It would have been nice to have gotten a reaction out of her, but I really hadn't expected one.

"I don't think I'm going to be able to get any reading done in here, so I'll just read in the den for a little while." Sadly, I was still looking at her face, hoping for one look of genuine concern. "By the way, I think your mother's been trying to call you on your cell phone."

***

I fell asleep on the couch. Though I woke up at 6 AM, Jessie had already left for work. Actually looking at our unruffled bed, it was more likely that she had never slept there to begin with. With three kids to get to school there wasn't time to spend a lot of time thinking about that.

Tate didn't make it into his office until late, well 10 AM his time, but it was 11 AM for me. I wanted to get started on everything, but until Tate officially told me that I had a job, there was no way I was going to disrupt my kids lives. After that I started to check out movers. My cell phone rang off and on all morning, but it wasn't like I had any desire to talk to Barbara.

When my mother-in-law showed up at my door, there was no avoiding her.

"It's not right for you or the kids..." Barb choked out white faced.

"Could we talk about this another time?

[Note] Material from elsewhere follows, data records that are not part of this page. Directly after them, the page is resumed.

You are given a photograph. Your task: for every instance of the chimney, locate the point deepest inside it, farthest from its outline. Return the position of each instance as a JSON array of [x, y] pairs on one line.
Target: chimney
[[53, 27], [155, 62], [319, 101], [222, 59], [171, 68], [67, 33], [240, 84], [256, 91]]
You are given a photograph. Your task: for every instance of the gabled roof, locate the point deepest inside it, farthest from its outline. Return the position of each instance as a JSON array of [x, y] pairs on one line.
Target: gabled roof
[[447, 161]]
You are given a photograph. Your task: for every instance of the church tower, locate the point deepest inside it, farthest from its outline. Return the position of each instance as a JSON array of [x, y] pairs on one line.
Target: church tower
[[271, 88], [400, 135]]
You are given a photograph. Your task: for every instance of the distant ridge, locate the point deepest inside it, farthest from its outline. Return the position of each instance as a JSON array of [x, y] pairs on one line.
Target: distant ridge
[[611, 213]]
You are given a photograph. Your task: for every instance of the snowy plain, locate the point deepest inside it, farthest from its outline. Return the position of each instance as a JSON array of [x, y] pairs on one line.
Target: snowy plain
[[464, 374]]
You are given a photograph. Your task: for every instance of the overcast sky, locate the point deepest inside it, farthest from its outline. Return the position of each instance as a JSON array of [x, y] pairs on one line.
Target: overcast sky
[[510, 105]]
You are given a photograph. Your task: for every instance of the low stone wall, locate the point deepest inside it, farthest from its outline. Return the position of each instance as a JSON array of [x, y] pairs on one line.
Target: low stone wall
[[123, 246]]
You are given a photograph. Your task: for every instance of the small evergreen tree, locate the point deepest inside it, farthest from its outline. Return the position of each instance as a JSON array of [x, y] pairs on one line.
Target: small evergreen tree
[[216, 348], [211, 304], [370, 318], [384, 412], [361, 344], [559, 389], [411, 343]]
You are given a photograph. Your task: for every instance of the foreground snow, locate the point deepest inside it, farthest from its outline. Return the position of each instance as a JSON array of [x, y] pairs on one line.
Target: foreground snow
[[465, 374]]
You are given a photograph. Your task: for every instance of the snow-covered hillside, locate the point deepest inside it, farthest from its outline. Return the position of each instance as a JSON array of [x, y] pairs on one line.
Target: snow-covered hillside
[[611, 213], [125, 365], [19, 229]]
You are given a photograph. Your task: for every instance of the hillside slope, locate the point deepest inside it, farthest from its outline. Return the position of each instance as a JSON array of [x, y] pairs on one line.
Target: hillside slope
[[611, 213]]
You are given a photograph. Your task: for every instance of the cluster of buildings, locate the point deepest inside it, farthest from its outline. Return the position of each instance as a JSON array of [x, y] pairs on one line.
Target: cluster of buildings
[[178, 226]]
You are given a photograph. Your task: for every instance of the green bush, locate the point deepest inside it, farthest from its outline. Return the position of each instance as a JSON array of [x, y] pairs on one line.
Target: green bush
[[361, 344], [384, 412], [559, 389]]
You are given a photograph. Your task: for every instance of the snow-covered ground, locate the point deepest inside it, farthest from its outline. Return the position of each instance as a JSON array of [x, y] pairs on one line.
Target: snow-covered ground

This is pretty far down the list of things to worry about."

"I don't mean last night." She reached out her hand, but didn't lay it on my arm when she saw me glaring at her. "I meant this morning."

"What the hell?"

"I told her that I wouldn't help take care of the kids and if I had to go in front of a court I would tell the truth."

"Why would I..."

"Jessica went to the bank as soon as it opened."

After that I stopped hearing. Before this it had seemed like a nightmare, but it had been lucid, like I had some control. From that point on it was an avalanche. The kids went berserk at the news almost as unhappy about the divorce as the idea that they were headed to St. Paul. Jenna even left to stay with her mom at Barb's house. Traci just seemed to scream at me. Tommy, well, Tommy was just withdrawn and depressed. This was before I had to leave for St. Paul to start my new job.

Forget taking the kids, my wife had her lawyer bar me from doing that until custody had been determined and of course she dragged that out for months. But while the divorce proceedings were merely interminable, the custody hearing was a long, drawn-out blood letting.

Maybe I should have stayed in Virginia until the custody was worked out. Looking back on it, of course I should have, but back then it seemed that my getting custody would be a no-brainer. Also every interaction I had with Jessica, Barbara or the kids became an armed encounter. Maybe I should have told them about Jessica's cheating. I don't know. It was like Jenna, Traci and Tommy had become different people. They hated the divorce and they hated St. Paul and they hated the idea of losing all their friends.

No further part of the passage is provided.